Deems explains that “If you put dust on the snowpack, which enhances the absorption of that solar radiation, then that just pushes on the gas pedal for snowmelt.” In a recent study looking at the Rocky Mountains of Colorado, Deems and lead author Tom Painter of NASA found that the amount of dust on mountain snowpack will control how fast rivers rise in the spring regardless of air temperature. And the more dust there is, the faster the runoff.
The particles are carried to the Rockies by winds coming from the Southwest when deserts are drying out. The dust events are frequently on the leading edge of a storm and can be pretty dramatic—closing interstates and making it hard to see and breathe. The dust will get deposited in the mountains and quickly become buried by fresh snow, but Deems explains that the sun can see through about a foot of snow, so if it’s greater than 12 inches (30 cm) of new snow, then that dust is just buried, lurking in there waiting for the melt season to arrive.
The dust storms mostly happen in the spring, so the particulates tend to be near the surface of the snowpack and are deposited in a series of layers. Once the runoff season starts, the snow will melt down and then hit a layer of the dust. The water will drain away, but the dust piles up making the surface darker and darker as each layer is revealed. This darkening supercharges the melting, and the pattern continues until the snowpack is gone.
The problem is getting worse because there’s more dust than there used to be because of less rain with a warming climate and more land development that’s exposing bare soil. Those soil surfaces are naturally armored by crust—lichen and moss combinations that make this black armored surface. Those crusts are virtually impervious to wind erosion. They’re very strong—except when they’re crushed. Beginning back in the mid-to-late 1800s, soil started getting disturbed by people grazing animals.
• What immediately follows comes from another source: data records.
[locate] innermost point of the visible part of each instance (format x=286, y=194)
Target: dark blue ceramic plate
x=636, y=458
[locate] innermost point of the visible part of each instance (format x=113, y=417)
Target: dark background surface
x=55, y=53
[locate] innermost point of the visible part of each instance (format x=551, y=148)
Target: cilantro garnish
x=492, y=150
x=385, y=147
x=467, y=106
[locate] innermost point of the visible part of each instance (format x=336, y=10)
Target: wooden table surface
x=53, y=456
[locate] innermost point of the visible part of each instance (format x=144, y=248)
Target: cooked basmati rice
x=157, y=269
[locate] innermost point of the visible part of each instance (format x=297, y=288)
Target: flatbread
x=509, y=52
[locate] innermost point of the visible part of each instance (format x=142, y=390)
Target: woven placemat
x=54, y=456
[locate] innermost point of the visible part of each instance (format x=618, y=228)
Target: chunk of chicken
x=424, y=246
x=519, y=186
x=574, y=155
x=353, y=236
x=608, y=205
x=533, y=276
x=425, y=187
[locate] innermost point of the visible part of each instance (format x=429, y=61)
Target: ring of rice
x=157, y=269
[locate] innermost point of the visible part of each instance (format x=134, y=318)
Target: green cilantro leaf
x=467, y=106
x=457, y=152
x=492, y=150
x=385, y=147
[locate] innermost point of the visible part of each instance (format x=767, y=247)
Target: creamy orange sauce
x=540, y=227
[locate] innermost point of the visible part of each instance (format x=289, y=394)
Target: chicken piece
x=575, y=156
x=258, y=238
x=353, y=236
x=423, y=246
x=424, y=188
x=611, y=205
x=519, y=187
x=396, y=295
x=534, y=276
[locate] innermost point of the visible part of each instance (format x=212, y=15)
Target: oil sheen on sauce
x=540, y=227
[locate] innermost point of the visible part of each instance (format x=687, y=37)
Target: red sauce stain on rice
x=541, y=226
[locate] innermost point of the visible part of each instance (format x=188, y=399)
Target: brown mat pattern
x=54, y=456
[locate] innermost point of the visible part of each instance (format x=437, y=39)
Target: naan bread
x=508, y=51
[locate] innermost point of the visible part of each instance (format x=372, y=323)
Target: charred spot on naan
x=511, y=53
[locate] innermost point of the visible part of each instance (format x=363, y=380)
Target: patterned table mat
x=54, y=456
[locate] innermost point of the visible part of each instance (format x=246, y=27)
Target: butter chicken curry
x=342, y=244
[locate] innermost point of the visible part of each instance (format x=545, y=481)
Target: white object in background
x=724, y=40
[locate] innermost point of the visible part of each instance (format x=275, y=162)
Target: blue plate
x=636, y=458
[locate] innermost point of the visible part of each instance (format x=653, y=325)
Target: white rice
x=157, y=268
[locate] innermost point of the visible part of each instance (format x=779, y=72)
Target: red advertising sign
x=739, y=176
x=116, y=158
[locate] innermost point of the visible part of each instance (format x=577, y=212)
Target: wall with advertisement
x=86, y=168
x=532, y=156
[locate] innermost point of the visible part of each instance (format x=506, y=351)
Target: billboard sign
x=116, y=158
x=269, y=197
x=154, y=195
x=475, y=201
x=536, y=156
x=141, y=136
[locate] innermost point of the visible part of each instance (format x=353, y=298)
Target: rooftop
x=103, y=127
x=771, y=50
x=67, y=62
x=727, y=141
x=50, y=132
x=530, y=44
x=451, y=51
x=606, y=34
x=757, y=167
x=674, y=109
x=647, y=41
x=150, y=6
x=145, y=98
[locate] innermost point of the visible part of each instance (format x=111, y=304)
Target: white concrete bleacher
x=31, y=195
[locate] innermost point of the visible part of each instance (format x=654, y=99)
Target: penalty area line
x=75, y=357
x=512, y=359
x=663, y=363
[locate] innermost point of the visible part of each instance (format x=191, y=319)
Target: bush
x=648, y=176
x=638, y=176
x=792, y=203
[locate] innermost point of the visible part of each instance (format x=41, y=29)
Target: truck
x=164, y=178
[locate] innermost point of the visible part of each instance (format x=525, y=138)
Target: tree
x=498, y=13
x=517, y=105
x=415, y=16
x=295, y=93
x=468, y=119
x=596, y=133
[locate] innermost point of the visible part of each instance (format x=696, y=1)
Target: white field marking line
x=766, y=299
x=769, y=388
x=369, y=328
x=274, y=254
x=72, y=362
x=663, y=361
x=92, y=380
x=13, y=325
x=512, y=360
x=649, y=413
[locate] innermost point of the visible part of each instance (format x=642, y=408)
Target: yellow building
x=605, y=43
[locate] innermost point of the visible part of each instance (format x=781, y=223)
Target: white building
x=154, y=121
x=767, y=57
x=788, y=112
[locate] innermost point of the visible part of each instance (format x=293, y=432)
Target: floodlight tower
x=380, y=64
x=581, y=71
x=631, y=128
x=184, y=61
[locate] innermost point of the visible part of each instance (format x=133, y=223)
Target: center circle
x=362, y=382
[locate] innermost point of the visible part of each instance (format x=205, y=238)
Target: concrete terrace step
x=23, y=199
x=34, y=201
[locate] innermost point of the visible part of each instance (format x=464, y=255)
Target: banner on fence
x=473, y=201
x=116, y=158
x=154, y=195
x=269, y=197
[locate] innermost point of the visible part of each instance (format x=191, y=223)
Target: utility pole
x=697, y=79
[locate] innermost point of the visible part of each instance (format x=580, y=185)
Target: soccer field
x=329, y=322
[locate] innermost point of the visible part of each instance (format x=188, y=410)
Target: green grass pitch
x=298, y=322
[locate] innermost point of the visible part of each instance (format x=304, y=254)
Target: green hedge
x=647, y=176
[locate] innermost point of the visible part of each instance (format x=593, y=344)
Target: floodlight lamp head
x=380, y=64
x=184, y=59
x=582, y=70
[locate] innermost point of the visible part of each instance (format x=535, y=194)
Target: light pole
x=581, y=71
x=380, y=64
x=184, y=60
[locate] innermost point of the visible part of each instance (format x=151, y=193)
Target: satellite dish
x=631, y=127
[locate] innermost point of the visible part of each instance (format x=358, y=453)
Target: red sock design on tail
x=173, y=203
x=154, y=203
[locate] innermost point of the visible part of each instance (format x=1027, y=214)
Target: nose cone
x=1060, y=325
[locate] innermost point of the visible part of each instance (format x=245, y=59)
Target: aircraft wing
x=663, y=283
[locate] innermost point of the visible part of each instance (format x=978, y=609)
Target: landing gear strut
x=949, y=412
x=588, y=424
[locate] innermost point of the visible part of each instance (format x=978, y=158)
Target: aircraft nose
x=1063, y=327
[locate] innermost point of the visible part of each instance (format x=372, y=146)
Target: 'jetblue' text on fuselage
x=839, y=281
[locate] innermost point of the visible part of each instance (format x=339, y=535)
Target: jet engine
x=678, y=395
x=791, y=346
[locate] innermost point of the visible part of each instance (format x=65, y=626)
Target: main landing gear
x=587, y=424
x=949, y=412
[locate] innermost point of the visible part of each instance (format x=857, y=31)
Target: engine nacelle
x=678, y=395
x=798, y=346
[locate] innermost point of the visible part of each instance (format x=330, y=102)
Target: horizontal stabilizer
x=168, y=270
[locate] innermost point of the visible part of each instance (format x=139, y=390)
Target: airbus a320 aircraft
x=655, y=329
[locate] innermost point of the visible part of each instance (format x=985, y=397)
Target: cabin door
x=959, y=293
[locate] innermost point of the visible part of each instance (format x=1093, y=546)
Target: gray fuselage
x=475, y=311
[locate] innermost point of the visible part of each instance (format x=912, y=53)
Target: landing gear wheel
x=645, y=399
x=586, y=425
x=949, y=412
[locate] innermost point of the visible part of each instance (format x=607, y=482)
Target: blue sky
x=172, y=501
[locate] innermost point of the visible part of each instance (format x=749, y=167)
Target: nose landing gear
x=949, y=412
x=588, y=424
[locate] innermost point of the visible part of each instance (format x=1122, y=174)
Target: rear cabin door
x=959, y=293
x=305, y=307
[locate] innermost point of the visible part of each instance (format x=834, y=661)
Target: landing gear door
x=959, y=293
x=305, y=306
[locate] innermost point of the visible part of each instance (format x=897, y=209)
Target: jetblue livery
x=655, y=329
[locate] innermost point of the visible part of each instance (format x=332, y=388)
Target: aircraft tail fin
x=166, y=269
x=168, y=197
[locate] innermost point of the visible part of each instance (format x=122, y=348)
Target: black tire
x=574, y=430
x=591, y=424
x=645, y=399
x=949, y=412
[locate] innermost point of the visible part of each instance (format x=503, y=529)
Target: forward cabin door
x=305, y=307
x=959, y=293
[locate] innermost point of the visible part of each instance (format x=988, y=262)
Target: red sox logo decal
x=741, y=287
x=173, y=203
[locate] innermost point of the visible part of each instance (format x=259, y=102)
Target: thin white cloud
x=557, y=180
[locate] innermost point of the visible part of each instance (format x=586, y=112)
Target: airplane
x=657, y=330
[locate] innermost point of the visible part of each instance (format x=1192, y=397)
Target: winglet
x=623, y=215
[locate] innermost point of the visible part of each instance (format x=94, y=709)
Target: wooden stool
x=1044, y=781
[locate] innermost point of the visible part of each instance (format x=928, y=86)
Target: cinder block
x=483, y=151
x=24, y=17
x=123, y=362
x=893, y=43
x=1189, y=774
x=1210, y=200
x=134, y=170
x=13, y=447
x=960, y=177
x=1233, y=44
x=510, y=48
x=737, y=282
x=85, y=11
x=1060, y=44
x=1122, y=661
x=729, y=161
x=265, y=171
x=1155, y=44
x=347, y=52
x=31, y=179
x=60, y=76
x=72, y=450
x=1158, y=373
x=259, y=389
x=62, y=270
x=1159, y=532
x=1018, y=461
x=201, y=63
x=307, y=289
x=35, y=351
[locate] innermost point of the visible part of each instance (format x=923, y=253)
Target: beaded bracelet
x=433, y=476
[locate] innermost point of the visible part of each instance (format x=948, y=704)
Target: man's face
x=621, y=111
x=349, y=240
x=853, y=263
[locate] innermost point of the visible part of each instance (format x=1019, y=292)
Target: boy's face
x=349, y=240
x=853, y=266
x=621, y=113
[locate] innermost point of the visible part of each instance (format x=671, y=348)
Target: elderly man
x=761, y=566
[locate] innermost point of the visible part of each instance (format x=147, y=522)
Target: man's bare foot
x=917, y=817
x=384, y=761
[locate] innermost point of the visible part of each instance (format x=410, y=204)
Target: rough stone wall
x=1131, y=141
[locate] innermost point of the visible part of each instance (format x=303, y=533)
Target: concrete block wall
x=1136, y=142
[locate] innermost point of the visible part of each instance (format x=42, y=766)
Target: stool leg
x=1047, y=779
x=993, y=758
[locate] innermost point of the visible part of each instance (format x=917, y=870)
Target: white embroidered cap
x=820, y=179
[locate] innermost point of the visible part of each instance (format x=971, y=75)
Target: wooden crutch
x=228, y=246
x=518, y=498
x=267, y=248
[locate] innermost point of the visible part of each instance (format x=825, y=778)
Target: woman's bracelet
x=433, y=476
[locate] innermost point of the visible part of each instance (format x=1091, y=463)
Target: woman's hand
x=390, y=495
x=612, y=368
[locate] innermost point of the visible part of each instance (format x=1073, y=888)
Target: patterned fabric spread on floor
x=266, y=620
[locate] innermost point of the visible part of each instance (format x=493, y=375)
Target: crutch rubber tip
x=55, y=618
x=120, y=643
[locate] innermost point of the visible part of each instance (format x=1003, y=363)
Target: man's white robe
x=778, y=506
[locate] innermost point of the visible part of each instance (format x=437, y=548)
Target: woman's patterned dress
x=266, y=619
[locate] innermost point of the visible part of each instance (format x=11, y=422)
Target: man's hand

Since then, Deems says, we’ve got a wide array of disturbance agents—recreational activities, oil and gas exploration and development, suburban development, dry land farming, etc. All of these activities disturb the soil crust and make the fine grain substrates available for wind transport.
And there are various climate change components. As we continue in this warming and drying trajectory in the Southwest, plants that might have anchored the soil are less likely to get the water they need to germinate and grow.
But the study doesn’t suggest that air temperature can be ignored. It contributes somewhat, but Deems says their research finds that dust is the dominant force shaping the pace of spring runoff. Also, temperature does control whether precipitation falls as snow or rain, so ultimately it regulates how much snow there is to melt.
All of this has important implications for water managers. The snowpack is Colorado’s biggest reservoir, holding way more water than surface storage. If it runs off faster, it can be a challenge to store it all. And, in order to have water available for later in the summer, it’s vital that the snowpack stick around for as long as possible.
Water managers watch spring runoff to decide when—and how much—water to allocate to users, to store or to release from dams. Deems says that if we shorten the snowmelt period by increasing that rate, they’ll have a much narrower window of time over which to make those decisions.
So, what can be done about the dust? Studies have shown the soil crusts can regenerate if left alone, but land use development along with drier conditions because of climate change, could make that recovery tougher.
The report was published in the journal Geophysical Research Letters.